Among the other truths she espouses is the belief that the Sandy Hook murders in December 2012 never occurred. Last week she exercised her right to this belief by threatening a parent of one of the slain victims. Now Ms. Richards has been arrested and charged with threats included in notes like this: “You gonna die. Death is coming to you real soon,”
Other truthers declare that the shootings were a government plot to strengthen gun control laws. A man named James Fetzer claims they were initiated by Israel death squads to strike fear into the hearts of Americans. Fetzer is also a Holocaust denier, a fact which, if nothing else, puts things in perspective.
Today we are four days from the fourth anniversary of Adam Lanza’s assault on Sandy Hook Elementary, and insanity remains prevalent. (While Fetzer’s problem appears to be a virulent anti-Semitism, there is little doubt that Lucy Richards and her senses parted company long ago.) But remember when truthers were fun? Of course they weren’t called truthers then, they were just folks who doubted that Americans had actually set foot on the moon. We all had a good laugh and went on about our business. Nobody realized back then that every fact would eventually become deniable, and that no proof from whatever source would ever be credible again.
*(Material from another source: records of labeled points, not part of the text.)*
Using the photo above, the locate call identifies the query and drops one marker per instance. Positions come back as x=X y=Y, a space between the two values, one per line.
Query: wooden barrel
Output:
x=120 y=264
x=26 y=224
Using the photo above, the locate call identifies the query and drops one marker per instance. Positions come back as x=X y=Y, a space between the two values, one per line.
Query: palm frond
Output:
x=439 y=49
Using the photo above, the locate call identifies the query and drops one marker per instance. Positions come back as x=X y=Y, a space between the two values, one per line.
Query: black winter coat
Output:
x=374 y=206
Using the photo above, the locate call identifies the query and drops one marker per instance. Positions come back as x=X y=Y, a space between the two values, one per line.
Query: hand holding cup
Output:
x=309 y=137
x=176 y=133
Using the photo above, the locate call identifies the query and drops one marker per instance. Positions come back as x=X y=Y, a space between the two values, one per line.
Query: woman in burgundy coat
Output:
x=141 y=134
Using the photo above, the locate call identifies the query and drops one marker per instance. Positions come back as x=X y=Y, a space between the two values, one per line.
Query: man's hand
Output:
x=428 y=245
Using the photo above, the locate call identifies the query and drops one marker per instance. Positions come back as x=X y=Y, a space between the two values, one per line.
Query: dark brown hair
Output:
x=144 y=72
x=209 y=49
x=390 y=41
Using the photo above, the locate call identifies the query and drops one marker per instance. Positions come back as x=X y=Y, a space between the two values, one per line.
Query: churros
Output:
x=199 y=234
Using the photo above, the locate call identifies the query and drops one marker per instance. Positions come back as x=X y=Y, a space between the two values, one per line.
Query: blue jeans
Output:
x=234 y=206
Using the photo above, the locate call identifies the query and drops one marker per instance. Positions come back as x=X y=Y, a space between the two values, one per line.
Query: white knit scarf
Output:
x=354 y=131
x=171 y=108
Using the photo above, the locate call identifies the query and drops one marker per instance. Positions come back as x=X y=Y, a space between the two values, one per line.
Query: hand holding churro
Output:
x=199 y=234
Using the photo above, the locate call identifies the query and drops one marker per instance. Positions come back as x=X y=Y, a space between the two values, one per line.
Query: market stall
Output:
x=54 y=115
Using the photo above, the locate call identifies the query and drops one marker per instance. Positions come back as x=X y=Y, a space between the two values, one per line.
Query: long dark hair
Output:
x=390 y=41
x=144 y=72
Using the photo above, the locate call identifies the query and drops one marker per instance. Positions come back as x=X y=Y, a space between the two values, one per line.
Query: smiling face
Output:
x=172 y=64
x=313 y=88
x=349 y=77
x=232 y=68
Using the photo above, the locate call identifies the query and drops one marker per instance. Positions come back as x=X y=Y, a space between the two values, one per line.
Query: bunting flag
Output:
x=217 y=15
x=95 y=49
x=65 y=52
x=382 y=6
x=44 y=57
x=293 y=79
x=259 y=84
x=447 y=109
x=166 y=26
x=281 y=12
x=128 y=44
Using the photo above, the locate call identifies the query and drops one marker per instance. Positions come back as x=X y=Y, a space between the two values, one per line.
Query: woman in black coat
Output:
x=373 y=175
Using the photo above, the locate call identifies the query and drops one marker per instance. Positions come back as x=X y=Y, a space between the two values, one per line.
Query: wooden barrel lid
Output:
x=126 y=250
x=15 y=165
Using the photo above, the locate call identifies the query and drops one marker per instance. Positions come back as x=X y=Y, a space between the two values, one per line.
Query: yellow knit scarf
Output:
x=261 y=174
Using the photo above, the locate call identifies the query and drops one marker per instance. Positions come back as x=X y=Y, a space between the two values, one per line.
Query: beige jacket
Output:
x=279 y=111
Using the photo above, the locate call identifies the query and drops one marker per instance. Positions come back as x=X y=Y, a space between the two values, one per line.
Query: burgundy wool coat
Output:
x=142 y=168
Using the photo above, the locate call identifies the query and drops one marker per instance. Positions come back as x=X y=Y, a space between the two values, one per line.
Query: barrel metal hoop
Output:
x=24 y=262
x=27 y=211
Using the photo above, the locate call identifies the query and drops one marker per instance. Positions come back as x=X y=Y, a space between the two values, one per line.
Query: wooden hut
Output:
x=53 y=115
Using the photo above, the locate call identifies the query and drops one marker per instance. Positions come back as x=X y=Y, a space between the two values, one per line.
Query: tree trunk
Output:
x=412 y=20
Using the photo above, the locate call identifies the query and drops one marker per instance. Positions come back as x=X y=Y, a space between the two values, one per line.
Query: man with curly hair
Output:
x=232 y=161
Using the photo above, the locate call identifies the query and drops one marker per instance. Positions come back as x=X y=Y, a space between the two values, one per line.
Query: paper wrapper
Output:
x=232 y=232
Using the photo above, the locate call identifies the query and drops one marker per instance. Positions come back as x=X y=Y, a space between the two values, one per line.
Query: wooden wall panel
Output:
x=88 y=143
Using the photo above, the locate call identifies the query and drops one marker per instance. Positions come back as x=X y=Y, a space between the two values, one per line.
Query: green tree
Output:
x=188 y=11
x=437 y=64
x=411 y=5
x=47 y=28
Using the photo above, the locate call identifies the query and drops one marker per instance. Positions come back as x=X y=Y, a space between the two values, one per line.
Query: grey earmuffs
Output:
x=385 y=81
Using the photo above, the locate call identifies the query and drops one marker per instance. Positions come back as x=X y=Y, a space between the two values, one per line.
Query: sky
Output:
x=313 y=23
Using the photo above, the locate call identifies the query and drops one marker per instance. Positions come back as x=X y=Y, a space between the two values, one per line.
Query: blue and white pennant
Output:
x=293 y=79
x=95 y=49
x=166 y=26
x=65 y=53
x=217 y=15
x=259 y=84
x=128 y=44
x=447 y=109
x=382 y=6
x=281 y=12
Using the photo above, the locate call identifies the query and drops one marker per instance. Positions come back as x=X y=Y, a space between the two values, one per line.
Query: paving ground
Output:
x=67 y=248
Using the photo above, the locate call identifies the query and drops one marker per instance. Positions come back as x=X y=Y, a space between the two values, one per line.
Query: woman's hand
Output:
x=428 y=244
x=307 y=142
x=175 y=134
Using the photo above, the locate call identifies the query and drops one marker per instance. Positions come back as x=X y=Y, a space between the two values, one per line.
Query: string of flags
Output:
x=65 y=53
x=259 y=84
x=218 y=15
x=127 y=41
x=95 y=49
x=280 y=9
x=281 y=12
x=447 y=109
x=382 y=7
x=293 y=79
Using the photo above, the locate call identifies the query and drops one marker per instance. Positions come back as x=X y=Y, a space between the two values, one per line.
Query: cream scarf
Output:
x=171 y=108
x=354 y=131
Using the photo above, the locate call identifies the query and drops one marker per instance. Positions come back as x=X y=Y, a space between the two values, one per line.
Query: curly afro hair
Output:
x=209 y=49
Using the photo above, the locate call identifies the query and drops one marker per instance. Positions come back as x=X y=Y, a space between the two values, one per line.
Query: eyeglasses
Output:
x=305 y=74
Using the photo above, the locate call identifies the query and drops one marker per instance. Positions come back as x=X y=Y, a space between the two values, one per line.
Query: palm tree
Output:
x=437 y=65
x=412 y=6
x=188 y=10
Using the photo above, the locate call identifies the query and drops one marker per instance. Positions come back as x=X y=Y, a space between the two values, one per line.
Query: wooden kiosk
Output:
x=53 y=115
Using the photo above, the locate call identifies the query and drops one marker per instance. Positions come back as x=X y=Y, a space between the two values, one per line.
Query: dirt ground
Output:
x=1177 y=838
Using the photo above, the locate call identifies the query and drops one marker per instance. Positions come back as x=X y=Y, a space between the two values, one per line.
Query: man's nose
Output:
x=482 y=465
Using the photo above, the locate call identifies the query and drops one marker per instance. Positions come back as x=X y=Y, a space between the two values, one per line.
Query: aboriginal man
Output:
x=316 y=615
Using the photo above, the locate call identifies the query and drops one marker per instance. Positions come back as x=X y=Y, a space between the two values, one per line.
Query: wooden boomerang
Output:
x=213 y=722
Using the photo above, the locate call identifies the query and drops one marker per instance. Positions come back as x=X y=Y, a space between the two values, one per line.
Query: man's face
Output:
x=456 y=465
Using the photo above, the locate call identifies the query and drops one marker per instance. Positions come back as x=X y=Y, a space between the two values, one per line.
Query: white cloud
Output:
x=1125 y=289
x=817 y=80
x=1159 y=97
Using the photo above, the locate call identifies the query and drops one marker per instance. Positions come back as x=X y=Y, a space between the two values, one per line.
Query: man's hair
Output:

Conspiracy theorists had in fact made a bigger splash six years earlier when the assassination of JFK became a cause for public debate, books, TV program, and films. But for fifty-three years the fringe element has remained on the fringe. Now it has ascended to the presidency.
During his campaign, minority President-elect Donald Trump employed conspiracy theories about Hillary Clinton, the integrity of the American voting system, the crime rate in the U.S.—even Marco Rubio’s ancestors—to help him win the presidency. But now, in a dramatic reversal, every truth is a conspiracy theory. Nowhere is that more evident than in recent reports detailing Russian attempts to skew this past November’s election. Donald Trump refuses to accept the facts (and they have become overwhelming) just as he refuses to accept his humiliating loss in the popular vote, or the fact that he sold as many workers down the river as he saved in the Carrier deal.
Trump has no difficulty with this revised position—during the campaign he continually denied statements that had already been recorded, from his refusal to rent to minorities, to his position on the Iraq War, to his gleeful and unrepentant assaults on women. He has made the truth irrelevant and learned how to impugn the credibility of the messenger.
But what happens during a time of national crisis when the CIA or the NSA or the FBI brings him a report he doesn’t like?
Mr. Trump, there are ships carrying missiles to Cuba.
No they aren’t.
In retrospect, Hillary Clinton’s label “basket of deplorables” was far too generous, allowing for the possibility that his lockstep followers have a brain but choose to subvert its ability. These days that belief seems too optimistic. What does seem more believable is that this intellectually limited and fatuous boor has gathered just the following he—and they—deserve.